“原来是我家的。”
话落,白岐就着捧他手,倾身上前,笑眯眯亲了他一口。
而后,她又如小兽般蹭他鼻尖,边蹭边黏黏糊糊哄人:“别气啦,醋精。”
醋精睫毛颤了颤,依旧不理她。
“唉,哄不好,我要放弃了。”
说着,白岐便要抽手离开,却被人牢牢按住,腰上一紧,冷香自上倾覆而来。
静室一时落针可闻,偶有水声缠绵,暗香浮动,直到瓷器被打翻的碰撞声起,二人才蓦地惊醒,迅速抽离。
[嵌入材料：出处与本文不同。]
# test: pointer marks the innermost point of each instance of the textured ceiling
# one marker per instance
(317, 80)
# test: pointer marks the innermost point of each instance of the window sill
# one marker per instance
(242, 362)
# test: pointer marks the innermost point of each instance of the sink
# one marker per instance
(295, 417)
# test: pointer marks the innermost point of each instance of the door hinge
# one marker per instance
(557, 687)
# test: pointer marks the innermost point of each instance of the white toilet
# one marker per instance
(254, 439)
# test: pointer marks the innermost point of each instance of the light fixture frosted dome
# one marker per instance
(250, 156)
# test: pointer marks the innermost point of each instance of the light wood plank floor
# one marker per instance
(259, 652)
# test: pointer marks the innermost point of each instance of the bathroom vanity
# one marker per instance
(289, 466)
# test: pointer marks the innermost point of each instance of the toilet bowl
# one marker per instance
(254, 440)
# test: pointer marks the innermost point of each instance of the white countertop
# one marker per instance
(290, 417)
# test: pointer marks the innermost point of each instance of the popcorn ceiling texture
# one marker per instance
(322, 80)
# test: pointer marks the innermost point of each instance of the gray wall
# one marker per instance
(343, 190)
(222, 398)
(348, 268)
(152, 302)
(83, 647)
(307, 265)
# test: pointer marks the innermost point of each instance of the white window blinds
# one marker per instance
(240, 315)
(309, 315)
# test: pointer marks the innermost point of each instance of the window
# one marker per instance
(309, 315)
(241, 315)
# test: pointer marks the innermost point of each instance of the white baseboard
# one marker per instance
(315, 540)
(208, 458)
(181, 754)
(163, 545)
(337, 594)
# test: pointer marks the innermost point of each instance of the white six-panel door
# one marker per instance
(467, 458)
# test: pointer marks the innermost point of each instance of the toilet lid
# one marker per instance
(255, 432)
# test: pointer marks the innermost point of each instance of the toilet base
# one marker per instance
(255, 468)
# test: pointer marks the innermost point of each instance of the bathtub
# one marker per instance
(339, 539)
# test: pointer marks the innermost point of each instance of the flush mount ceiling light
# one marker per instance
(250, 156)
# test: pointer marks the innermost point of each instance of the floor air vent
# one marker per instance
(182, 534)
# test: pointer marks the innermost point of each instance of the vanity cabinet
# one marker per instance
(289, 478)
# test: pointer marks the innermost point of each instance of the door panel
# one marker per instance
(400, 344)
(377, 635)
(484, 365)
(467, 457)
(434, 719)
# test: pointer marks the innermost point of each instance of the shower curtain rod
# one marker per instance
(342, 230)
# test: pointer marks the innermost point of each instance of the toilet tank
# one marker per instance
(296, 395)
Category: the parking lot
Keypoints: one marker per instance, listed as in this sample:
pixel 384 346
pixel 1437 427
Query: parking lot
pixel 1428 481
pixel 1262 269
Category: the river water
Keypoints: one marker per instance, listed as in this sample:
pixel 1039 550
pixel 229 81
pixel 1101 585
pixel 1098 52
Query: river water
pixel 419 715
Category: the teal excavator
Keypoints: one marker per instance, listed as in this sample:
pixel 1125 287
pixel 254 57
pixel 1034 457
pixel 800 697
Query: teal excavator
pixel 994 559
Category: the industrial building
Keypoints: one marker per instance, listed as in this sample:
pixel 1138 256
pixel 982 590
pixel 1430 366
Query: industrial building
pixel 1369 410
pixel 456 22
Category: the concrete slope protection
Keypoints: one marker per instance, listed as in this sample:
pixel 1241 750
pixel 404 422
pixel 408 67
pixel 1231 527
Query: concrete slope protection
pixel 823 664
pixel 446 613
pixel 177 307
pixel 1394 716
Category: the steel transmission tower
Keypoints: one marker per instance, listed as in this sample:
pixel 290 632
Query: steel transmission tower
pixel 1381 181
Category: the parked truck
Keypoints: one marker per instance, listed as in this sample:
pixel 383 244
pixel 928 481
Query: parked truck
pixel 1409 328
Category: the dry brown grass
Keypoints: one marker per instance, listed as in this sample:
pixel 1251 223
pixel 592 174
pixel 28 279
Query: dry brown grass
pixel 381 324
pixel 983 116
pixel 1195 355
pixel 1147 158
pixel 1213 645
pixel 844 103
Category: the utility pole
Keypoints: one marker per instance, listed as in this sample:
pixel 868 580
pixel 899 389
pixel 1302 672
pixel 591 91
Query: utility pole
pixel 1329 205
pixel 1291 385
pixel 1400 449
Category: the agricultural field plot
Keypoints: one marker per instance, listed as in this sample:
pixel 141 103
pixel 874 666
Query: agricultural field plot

白岐瞥过对方被她剥去大半的衣衫,又赶紧移开,目光不知往哪儿放。
心中暗骂自己,怎如此色急。
另个当事人,似乎没什么反应。只轻飘飘垂眸,看了眼自己那身胡乱耷拉的衣裳,没管,反颇有闲情地帮白岐系衣带。
白岐试探:“不生气了?”
那只指骨修长的手滞了下,又若无其事继续动作,哪哪儿都正常,就是不理她。
好难哄,这人怎还没好!
她勾勾搭搭戳了戳他手背,提醒道:“你把中衣和外衫衣带系反了。”
楼烬雪下意识回:“没有。”
回完,才反应过来白岐在故意诈他,对上她笑嘻嘻的眸子,撇开眼:“你是不是,也总用这种方式,去哄他?”
白岐反驳:“我没哄过他!”
“噢。”楼烬雪嘴角不易察觉地弯了弯,语气依旧淡淡,“那就是其他方式。”
“我都说了,没、哄、过!”
“那你只哄过我吗?”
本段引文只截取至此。